Die Haute Couture-Woche in Paris – der höchste Ausdruck der Mode – beginnt am Montag mit einem vollen Kalender. Das Programm mit bekannten Namen und zahlreichen Nachwuchstalenten verspricht eine der faszinierendsten Saisons seit Jahren.

Am Montag und Dienstag eröffnen die berühmtesten französischen Luxusmarken Dior und Chanel den Reigen. Darauf folgen am Mittwoch und Donnerstag zwei italienische Couture-Häuser – Valentino und Fendi. Und Giorgio Armani lädt am Dienstagabend zur Galashow.


Christian Dior - Herbst/Winter 2022/2023 - Haute Couture - Frankreich - Paris - © ImaxTree


Doch alle Blicke sind auf die Schau von Haider Ackermann für Jean-Paul Gaultier gerichtet. Ackermann ist bereits der vierte Gastdesigner, der für das Haus eine einmalige Couture-Kollektion gestalten darf. Seinen drei Vorgängern – Chitose Abe, Glenn Martens und Olivier Rousteing – sind ziemlich sensationelle Schauen gelungen. Der begnadete Designer wird seine Ideen im historischen Hauptquartier von Gaultier, im kreativen Vierten des dritten Arrondissements von Paris, enthüllen.
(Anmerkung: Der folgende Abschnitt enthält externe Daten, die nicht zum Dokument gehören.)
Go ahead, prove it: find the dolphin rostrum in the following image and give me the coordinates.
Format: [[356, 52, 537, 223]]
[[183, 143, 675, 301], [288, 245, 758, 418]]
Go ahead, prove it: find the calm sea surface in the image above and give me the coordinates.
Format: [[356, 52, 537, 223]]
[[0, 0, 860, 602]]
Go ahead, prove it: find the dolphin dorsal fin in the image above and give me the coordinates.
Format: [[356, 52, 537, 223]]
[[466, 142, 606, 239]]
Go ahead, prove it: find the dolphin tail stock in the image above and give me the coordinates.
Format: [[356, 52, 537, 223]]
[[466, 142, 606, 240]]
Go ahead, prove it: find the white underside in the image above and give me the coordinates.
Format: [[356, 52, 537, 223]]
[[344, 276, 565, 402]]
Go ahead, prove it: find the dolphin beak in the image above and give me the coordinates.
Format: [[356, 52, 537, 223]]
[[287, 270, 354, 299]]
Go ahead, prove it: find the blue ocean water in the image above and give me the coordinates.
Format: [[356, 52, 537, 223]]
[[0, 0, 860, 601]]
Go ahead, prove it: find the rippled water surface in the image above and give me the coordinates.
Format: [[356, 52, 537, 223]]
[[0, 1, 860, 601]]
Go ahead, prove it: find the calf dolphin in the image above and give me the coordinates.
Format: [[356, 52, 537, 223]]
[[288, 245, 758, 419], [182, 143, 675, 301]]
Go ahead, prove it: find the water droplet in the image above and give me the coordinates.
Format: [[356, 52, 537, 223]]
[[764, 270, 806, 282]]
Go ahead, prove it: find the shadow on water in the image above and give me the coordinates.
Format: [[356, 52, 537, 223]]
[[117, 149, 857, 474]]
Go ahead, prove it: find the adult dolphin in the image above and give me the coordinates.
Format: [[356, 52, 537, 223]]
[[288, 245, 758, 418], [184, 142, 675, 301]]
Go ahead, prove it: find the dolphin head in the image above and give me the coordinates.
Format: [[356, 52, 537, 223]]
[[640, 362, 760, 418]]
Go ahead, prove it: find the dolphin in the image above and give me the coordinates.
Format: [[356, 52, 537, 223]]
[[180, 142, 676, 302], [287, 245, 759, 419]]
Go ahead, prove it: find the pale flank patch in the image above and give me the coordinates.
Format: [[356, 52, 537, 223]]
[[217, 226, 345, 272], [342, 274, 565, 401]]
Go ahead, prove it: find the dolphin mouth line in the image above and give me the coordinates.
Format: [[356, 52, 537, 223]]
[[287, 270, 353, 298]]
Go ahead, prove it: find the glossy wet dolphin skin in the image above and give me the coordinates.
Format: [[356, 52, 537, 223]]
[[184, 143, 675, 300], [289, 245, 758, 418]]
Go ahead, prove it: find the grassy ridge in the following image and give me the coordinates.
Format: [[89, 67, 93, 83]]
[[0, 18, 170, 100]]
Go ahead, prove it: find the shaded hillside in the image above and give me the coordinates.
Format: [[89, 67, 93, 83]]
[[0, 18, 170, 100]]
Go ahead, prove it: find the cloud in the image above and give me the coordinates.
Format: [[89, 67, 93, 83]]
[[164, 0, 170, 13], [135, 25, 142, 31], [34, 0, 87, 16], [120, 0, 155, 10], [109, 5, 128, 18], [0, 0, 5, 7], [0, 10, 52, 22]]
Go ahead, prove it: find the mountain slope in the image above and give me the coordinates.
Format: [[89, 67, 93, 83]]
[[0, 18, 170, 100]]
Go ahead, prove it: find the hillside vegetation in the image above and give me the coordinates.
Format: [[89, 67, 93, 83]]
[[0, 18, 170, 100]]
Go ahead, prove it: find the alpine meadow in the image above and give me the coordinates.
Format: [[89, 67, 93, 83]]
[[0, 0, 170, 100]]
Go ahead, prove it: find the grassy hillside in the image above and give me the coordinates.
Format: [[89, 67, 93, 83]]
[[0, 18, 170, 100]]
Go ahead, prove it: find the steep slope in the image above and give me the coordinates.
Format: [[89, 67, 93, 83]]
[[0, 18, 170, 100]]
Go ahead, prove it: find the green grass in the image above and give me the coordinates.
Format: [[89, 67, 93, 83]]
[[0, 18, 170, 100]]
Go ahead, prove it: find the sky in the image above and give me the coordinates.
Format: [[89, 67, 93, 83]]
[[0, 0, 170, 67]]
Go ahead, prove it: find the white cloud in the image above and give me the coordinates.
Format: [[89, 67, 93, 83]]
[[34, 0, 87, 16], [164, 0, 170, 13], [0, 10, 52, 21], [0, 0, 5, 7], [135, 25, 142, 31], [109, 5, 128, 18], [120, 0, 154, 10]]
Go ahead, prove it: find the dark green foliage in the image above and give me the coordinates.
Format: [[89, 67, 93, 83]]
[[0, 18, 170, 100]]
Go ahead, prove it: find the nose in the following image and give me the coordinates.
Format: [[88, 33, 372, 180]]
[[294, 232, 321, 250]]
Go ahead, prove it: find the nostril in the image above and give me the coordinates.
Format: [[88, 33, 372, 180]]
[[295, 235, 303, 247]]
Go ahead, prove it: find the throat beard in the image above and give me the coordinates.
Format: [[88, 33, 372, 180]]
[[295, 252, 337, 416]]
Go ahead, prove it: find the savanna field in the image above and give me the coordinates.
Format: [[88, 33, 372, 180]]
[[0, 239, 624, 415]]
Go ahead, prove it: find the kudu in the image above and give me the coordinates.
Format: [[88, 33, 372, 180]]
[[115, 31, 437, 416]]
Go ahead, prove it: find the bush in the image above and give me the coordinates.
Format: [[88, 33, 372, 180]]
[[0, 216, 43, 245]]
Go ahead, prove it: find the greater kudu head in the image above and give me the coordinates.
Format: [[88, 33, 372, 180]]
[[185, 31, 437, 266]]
Obwohl es den meisten Schätzungen zufolge kaum mehr als 5000 tatsächliche Couture-Kunden gibt, bleibt ihr Einfluss in der Mode riesig. Wie auch ihre Anziehungskraft. Eine riesige Limousinen-Flotte wird Paris durchkreuzen und die Gäste an die wichtigsten Schauen in historischen Standorten fahren – Dior beispielsweise lädt in das Rodin-Museum ein.

Auf dem offiziellen Kalender des organisierenden Dachverbands Fédération de la Haute Couture et de la Mode stehen insgesamt 29 Marken. Den Auftakt macht Schiaparelli um 10 Uhr am Montag am Place Vendôme, während Robert Wun den Reigen am Donnerstag um 18 Uhr schließt.
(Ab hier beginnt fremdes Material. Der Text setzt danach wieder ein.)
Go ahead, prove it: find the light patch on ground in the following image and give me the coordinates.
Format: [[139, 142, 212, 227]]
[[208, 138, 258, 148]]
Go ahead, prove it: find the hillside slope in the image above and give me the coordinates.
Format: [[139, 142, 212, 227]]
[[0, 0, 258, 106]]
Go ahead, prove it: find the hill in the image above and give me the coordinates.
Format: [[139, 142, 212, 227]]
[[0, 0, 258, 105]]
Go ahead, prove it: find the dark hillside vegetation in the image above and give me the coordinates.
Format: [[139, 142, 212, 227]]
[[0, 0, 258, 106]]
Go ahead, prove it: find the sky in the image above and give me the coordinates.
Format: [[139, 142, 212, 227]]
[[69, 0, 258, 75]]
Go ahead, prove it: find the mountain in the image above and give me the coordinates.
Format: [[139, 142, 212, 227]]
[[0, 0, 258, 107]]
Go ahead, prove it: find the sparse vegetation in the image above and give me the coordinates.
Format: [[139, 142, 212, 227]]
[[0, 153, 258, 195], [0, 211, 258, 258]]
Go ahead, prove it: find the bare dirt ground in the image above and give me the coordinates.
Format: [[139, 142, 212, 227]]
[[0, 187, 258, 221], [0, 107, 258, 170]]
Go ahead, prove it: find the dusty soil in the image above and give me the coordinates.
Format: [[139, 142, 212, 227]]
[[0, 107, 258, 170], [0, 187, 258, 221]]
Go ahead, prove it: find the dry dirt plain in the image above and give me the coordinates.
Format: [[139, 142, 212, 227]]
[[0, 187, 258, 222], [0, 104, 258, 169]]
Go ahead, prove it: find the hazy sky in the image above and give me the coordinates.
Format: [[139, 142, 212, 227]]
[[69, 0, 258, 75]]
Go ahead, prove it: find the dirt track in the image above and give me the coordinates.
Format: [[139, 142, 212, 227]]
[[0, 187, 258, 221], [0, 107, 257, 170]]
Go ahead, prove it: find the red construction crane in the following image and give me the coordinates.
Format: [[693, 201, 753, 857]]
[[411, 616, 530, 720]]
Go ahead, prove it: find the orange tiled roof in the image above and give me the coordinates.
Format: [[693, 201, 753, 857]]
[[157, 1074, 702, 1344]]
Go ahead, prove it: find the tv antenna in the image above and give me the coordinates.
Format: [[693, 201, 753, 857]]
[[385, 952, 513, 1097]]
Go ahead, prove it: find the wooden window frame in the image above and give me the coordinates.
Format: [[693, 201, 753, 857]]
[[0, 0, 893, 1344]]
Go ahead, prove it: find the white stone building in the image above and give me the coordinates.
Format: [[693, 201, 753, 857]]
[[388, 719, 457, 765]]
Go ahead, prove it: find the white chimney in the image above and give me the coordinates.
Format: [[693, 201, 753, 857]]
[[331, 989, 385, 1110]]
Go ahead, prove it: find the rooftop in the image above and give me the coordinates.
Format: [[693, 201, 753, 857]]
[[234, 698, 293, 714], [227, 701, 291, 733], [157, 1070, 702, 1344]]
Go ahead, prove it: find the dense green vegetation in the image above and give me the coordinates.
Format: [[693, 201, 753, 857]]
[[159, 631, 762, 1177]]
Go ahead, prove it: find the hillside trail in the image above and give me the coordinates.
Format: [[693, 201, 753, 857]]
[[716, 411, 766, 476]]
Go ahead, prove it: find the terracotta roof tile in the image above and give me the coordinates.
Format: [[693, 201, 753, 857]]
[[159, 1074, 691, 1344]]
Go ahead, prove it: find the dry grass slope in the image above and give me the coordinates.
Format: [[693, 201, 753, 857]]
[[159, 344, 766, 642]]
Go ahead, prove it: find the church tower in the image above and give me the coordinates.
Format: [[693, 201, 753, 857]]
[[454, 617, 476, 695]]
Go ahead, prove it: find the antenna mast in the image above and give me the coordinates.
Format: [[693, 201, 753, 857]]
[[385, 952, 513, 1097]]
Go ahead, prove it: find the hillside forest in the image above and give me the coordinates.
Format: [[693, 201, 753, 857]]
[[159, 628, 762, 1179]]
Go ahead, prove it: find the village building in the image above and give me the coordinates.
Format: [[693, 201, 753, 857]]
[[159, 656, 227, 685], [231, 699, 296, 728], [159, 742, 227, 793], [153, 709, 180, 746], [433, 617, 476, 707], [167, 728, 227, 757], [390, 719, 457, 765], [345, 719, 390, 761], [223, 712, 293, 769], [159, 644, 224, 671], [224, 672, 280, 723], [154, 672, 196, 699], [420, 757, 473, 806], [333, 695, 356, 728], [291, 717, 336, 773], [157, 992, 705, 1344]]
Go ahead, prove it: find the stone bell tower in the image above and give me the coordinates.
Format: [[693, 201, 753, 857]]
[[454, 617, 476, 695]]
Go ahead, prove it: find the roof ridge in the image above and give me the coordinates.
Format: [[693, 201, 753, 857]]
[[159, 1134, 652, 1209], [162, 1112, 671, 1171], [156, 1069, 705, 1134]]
Wie mittlerweile üblich werden einige Ready-to-Wear-Marken im Schatten der Couture-Schauen von der Präsenz der bedeutendsten Redakteure und VIPs profitieren wollen. Die Häuser Mugler und Zadig & Voltaire organisieren so am Donnerstag- und Freitagabend eine Show.
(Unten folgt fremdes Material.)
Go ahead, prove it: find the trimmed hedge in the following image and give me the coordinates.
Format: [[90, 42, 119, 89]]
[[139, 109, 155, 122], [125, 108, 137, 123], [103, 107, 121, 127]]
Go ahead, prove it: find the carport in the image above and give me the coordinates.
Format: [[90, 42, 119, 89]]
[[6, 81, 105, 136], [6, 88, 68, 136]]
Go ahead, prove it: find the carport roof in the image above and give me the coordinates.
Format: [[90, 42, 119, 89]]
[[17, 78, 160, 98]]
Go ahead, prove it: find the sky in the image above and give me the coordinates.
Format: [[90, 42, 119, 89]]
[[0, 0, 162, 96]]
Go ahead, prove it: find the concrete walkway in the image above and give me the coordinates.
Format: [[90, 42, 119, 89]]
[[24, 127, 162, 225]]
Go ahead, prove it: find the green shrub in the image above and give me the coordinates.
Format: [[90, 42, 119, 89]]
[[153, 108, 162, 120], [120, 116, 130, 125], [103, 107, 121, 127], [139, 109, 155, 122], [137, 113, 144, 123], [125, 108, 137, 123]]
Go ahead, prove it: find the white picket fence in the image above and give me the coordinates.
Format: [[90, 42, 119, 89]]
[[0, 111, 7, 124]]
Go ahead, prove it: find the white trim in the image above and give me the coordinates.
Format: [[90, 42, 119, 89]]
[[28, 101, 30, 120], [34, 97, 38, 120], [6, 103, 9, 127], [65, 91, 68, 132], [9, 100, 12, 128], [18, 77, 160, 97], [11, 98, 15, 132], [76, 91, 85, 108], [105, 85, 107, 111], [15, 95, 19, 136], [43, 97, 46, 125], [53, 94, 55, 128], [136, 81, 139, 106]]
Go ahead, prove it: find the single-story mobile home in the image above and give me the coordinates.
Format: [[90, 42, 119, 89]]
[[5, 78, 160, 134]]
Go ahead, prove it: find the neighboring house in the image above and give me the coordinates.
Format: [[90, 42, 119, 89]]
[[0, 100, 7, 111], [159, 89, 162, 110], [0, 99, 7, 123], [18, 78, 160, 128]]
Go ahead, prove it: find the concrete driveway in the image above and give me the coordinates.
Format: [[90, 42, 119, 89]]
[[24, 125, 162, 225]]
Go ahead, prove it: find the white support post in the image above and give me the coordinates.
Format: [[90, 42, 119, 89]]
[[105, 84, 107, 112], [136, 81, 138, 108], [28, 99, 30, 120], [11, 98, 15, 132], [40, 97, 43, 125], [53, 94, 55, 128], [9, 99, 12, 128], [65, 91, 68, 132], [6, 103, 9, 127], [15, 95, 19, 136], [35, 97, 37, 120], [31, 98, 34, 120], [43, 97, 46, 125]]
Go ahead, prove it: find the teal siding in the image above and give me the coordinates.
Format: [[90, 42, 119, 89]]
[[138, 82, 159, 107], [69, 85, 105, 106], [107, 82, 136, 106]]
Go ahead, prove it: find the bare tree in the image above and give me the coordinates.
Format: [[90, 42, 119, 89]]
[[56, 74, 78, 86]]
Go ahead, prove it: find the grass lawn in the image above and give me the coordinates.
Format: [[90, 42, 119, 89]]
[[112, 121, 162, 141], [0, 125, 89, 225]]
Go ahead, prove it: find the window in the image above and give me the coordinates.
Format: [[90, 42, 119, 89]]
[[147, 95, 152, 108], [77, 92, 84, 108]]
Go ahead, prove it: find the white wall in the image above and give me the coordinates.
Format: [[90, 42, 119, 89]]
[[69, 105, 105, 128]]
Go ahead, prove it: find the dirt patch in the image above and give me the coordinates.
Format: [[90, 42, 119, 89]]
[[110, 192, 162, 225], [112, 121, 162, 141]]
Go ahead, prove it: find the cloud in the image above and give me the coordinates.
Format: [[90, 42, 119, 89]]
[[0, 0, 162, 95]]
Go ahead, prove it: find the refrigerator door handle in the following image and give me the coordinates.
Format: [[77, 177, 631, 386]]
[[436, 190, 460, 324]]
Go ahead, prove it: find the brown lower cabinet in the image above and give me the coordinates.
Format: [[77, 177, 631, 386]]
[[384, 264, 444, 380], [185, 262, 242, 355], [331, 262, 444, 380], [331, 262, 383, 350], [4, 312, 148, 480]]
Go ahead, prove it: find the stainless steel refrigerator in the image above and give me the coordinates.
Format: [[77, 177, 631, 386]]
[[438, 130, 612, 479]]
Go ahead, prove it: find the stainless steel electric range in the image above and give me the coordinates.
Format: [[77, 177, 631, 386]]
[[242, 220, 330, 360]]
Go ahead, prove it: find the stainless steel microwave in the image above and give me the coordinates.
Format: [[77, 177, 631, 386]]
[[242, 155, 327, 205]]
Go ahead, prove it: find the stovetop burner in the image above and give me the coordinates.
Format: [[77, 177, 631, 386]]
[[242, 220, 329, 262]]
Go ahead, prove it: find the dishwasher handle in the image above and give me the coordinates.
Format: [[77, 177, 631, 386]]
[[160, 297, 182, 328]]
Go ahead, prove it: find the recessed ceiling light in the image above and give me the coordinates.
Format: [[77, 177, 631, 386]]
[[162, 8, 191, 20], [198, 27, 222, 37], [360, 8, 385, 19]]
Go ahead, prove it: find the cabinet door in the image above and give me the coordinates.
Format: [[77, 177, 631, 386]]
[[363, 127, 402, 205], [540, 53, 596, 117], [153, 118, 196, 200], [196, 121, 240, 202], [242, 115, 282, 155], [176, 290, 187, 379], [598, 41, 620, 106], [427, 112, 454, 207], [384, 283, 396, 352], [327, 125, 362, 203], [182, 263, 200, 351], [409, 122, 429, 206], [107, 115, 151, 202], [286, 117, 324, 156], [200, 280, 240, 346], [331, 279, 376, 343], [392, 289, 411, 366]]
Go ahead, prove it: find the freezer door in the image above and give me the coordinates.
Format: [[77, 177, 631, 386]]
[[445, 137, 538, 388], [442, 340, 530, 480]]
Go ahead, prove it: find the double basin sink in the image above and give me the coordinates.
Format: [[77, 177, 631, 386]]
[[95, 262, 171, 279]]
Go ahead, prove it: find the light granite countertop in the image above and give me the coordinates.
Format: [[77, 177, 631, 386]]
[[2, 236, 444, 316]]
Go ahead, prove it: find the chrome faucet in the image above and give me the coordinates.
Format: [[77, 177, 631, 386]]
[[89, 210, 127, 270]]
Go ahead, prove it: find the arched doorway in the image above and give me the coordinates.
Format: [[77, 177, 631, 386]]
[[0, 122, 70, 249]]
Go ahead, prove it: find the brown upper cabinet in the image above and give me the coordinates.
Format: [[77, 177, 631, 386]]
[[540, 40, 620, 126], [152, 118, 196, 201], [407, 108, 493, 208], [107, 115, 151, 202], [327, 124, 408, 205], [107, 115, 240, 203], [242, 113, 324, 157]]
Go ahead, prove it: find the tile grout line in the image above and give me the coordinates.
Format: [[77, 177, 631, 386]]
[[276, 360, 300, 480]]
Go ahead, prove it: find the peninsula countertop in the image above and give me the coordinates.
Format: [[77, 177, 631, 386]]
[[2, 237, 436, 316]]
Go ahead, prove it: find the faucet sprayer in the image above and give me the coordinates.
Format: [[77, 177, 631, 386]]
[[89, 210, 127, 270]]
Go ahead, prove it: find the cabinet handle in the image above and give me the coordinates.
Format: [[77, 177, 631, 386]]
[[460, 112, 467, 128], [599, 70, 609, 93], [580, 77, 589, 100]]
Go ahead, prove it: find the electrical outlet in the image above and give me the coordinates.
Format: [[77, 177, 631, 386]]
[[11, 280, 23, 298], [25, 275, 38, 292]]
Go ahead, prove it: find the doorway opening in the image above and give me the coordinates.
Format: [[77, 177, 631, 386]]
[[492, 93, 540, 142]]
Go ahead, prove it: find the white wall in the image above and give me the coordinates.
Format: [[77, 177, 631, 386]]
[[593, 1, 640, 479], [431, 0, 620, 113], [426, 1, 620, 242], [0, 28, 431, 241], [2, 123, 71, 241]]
Doch sind das nur kleine Fische im Vergleich zu den großen Couture-Häuser, deren handgefertigten Anzüge leicht über EUR 100.000 und Brautkleider ein Mehrfaches davon kosten. Alle Couture-Schauen enden traditionell mit einer 'Marianne', einem Brautkleid.

Tausende Kunsthandwerker, Stickerinnen, Schneider, Schusterinnen und Modisten tragen dazu bei, dass die Couture der exklusivste Ausdruck der Mode bleibt. Die wirtschaftliche Bedeutung der Haute Couture kann nur schwer quantifiziert werden, doch rechnet man den Jahresumsatz aller Couture-Marken zusammen, ergibt sich ein Wert von über EUR 30 Milliarden.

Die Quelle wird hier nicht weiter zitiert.